Anne-Caroline Joud, titulaire à Plan-de-la-Tour (Var) a réfléchi à une autre stratégie. Pour anticiper le départ à la retraite des médecins de sa commune, elle a créé en 2013, avec onze autres professionnels de santé installés dans les villages environnants, un pôle de santé. « Il s’agit de formaliser un travail coordonné que nous faisions déjà de façon informelle », explique la titulaire et coordinatrice du pôle. Depuis deux ans, le pôle de santé Alliance thérapeutique du Golfe de Saint-Tropez a mis en place des programmes d’éducation thérapeutique pour les patients diabétiques mais aussi envisagé des délégations de tâches. « Grâce aux protocoles validés par l’ARS, les pharmaciens pourront bientôt renouveler des ordonnances des patients chroniques avec un bilan pour certains médicaments lorsque les médecins seront trop surchargés. »
Anne-Caroline Joud compte aussi sur la révolution numérique pour faire adhérer prochainement d’autres professionnels de santé. « La réussite d’un tel projet est tributaire de l’entente entre les professionnels de santé. De plus cela nécessite un changement de la pratique et de l’organisation à l’officine », reconnaît-elle. Pour aider les pharmaciens dans leurs réflexions et démarches, la FFMPS propose aux porteurs de projet l’aide d’un facilitateur régional.

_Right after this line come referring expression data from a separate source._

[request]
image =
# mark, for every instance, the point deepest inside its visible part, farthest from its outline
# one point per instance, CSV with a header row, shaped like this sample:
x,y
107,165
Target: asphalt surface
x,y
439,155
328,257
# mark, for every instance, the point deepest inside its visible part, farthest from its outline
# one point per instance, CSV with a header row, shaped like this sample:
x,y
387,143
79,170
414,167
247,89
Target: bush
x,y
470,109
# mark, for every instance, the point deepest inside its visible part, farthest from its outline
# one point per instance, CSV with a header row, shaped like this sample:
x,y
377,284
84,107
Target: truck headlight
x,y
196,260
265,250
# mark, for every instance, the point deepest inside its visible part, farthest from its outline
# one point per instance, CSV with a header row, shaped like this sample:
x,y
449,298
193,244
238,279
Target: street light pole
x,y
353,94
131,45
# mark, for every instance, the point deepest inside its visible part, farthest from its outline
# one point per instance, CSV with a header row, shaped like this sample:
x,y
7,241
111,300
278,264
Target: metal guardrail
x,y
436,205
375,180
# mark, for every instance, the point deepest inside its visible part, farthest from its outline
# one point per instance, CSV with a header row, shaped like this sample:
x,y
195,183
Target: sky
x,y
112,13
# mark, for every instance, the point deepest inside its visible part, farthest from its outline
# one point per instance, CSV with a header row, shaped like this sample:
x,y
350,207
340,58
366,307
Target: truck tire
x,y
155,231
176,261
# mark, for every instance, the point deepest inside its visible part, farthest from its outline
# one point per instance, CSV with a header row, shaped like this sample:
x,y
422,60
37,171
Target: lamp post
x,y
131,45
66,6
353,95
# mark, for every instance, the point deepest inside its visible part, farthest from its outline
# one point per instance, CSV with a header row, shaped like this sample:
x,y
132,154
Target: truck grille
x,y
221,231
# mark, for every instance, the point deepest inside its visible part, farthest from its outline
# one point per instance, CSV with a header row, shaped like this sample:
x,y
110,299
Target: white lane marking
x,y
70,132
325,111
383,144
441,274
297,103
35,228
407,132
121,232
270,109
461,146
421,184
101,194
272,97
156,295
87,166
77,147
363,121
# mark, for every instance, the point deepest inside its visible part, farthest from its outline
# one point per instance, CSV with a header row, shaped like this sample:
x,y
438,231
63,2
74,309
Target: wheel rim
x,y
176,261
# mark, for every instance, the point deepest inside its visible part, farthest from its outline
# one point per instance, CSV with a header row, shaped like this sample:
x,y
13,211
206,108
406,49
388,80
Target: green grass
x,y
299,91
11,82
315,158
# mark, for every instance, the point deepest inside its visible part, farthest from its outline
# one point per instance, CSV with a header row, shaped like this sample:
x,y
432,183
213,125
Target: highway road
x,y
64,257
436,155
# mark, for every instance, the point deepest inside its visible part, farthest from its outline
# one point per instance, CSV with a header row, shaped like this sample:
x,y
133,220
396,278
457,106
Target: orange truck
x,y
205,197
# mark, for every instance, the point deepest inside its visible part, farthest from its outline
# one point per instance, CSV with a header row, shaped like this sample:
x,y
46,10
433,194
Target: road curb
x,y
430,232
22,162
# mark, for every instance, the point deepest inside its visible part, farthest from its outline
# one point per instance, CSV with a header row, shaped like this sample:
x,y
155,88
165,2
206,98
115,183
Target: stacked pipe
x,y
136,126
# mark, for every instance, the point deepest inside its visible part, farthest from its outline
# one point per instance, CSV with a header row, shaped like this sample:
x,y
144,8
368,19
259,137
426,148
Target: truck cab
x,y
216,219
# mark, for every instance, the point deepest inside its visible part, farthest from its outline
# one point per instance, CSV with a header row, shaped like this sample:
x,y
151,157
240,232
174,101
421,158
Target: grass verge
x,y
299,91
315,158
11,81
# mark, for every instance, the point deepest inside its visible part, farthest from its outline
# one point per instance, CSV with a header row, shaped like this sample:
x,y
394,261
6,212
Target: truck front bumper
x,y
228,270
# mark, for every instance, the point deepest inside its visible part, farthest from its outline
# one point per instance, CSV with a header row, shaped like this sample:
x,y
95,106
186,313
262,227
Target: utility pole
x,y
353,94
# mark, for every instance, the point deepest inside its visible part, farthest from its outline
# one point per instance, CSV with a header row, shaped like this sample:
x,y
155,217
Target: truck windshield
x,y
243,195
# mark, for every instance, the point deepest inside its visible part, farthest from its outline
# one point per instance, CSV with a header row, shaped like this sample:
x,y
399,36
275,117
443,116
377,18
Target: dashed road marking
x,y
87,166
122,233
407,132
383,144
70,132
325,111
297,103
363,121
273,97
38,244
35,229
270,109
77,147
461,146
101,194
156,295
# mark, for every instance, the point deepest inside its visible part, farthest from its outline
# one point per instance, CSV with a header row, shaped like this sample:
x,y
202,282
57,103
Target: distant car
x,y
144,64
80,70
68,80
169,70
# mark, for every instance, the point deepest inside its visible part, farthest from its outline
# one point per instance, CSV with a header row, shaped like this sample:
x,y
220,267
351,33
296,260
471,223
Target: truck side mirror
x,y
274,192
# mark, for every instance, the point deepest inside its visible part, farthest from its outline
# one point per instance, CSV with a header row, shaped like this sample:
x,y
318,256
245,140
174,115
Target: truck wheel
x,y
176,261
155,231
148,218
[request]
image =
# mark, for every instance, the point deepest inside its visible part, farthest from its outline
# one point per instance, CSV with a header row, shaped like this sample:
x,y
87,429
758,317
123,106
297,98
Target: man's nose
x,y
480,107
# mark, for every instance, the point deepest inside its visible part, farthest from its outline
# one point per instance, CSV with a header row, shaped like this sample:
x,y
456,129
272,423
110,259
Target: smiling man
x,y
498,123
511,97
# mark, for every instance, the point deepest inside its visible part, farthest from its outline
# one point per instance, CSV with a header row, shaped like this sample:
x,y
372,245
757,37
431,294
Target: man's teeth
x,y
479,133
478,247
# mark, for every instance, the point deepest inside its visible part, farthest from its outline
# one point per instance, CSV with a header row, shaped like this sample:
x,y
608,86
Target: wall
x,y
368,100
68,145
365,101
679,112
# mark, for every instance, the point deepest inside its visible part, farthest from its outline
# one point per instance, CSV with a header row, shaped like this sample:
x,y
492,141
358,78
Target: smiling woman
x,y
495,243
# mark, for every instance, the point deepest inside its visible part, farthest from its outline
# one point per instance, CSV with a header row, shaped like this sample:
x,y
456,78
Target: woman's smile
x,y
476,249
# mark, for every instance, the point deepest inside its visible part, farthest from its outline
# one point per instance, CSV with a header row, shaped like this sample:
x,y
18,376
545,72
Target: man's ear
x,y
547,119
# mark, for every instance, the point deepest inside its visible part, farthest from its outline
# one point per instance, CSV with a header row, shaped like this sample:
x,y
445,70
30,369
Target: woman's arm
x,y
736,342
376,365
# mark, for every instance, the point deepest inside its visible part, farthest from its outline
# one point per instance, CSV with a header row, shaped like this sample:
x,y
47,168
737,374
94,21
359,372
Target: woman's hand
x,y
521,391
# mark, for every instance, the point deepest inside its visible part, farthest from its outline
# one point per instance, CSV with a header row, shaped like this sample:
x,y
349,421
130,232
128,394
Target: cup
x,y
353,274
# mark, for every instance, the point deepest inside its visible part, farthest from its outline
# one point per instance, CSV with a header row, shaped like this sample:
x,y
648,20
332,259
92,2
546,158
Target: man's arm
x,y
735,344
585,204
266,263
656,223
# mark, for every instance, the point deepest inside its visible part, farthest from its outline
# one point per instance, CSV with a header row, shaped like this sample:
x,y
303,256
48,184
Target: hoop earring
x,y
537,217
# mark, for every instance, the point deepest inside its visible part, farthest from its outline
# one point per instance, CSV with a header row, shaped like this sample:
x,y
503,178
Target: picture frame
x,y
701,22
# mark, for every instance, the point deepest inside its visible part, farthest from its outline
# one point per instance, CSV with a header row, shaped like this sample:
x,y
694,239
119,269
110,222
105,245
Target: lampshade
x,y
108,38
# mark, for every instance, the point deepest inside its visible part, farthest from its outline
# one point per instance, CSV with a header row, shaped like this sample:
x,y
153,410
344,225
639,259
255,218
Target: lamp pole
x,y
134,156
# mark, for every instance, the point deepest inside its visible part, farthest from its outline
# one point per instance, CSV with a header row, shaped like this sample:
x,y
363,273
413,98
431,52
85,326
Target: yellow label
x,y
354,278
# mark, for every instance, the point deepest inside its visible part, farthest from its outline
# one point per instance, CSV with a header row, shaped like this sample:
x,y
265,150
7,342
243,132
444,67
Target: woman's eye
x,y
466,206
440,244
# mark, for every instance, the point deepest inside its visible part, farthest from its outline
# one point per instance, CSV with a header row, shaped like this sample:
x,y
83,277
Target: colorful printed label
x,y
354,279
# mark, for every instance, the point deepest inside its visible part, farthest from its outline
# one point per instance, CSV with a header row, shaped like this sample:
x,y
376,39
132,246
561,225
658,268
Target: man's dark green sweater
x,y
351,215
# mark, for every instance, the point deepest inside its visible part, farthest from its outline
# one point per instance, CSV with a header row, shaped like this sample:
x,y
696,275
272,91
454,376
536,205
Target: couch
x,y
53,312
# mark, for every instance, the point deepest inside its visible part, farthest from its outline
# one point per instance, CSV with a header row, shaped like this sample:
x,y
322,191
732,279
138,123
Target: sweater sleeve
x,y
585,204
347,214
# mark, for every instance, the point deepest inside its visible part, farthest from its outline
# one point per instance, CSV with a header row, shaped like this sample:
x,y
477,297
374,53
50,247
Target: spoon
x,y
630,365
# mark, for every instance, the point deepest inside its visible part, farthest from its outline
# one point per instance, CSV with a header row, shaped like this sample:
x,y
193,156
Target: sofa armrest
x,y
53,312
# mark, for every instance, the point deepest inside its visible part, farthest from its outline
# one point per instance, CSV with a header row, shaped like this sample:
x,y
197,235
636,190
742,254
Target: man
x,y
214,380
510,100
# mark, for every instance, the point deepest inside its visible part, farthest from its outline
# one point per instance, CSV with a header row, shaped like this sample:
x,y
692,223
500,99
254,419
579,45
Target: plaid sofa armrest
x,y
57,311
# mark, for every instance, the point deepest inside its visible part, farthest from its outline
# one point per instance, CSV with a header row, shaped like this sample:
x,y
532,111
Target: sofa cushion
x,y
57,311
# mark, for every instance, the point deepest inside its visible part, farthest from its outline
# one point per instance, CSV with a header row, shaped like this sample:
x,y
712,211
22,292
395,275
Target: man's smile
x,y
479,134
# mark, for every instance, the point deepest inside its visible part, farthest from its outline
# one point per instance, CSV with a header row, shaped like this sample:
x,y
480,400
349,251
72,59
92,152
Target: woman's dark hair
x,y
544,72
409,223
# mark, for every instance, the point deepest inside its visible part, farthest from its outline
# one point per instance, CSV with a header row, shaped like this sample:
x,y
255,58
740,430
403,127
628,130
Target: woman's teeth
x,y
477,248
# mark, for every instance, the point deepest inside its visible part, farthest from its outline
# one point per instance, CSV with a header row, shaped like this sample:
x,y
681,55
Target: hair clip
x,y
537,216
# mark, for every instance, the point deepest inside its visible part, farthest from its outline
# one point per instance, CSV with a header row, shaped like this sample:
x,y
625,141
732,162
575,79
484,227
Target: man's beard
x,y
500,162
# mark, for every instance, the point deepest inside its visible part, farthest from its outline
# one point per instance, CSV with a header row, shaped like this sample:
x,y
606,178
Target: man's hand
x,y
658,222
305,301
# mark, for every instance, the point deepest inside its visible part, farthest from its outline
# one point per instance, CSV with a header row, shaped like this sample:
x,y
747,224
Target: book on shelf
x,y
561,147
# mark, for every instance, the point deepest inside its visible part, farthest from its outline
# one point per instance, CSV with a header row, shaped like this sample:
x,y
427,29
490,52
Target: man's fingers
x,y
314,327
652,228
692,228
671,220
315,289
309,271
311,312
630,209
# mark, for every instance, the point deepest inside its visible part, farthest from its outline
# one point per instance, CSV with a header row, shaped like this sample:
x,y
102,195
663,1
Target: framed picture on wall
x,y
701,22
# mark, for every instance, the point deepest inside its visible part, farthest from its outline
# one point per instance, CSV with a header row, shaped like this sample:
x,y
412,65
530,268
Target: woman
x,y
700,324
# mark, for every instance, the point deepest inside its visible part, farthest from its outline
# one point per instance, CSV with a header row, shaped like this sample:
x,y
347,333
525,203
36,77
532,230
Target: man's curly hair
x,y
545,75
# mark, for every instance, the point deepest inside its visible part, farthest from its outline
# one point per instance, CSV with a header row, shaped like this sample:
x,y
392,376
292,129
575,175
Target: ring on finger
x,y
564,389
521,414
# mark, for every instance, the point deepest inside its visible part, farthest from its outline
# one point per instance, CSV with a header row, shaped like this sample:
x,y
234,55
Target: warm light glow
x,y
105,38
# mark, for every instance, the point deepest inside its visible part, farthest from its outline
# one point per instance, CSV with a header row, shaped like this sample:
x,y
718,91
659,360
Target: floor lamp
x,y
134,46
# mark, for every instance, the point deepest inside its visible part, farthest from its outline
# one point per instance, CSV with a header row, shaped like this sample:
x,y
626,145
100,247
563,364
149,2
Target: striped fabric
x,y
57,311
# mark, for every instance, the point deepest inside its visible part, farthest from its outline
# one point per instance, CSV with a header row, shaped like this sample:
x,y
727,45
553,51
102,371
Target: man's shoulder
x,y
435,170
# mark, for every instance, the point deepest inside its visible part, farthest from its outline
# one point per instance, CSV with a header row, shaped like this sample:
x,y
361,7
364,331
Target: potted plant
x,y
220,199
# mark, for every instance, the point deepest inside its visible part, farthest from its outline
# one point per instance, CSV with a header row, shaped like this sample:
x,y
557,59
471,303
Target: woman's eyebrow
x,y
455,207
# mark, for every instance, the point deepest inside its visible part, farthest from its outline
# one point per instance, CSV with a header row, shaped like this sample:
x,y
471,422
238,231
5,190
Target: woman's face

* Secrétariat de la FFMPS : 09 67 64 15 57.
Dix régions pourront former davantagede médecins
La ministre de la Santé devrait bientôt dévoiler les mesures incitatives du « Pacte territoire santé 2 » pour lutter contre les déserts médicaux. Selon le document de présentation, celles-ci permettraient de développer des maisons de santé pluridisciplinaires ou encore de faciliter l’installation des jeunes médecins dans les zones déficitaires grâce aux contrats de praticien territorial de médecine générale (PTMG) et aux bourses versées dans le cadre de contrats d’engagements de service public (CESP). Une hausse ciblée du nombre de médecins à former est envisagée dans 10régions (Auvergne, Bouches-du-Rhône, Centre-Val de Loire, Bourgogne, Haute et Basse-Normandie, Nord-Pas-de-Calais, Picardie, Antilles-Guyane et Réunion).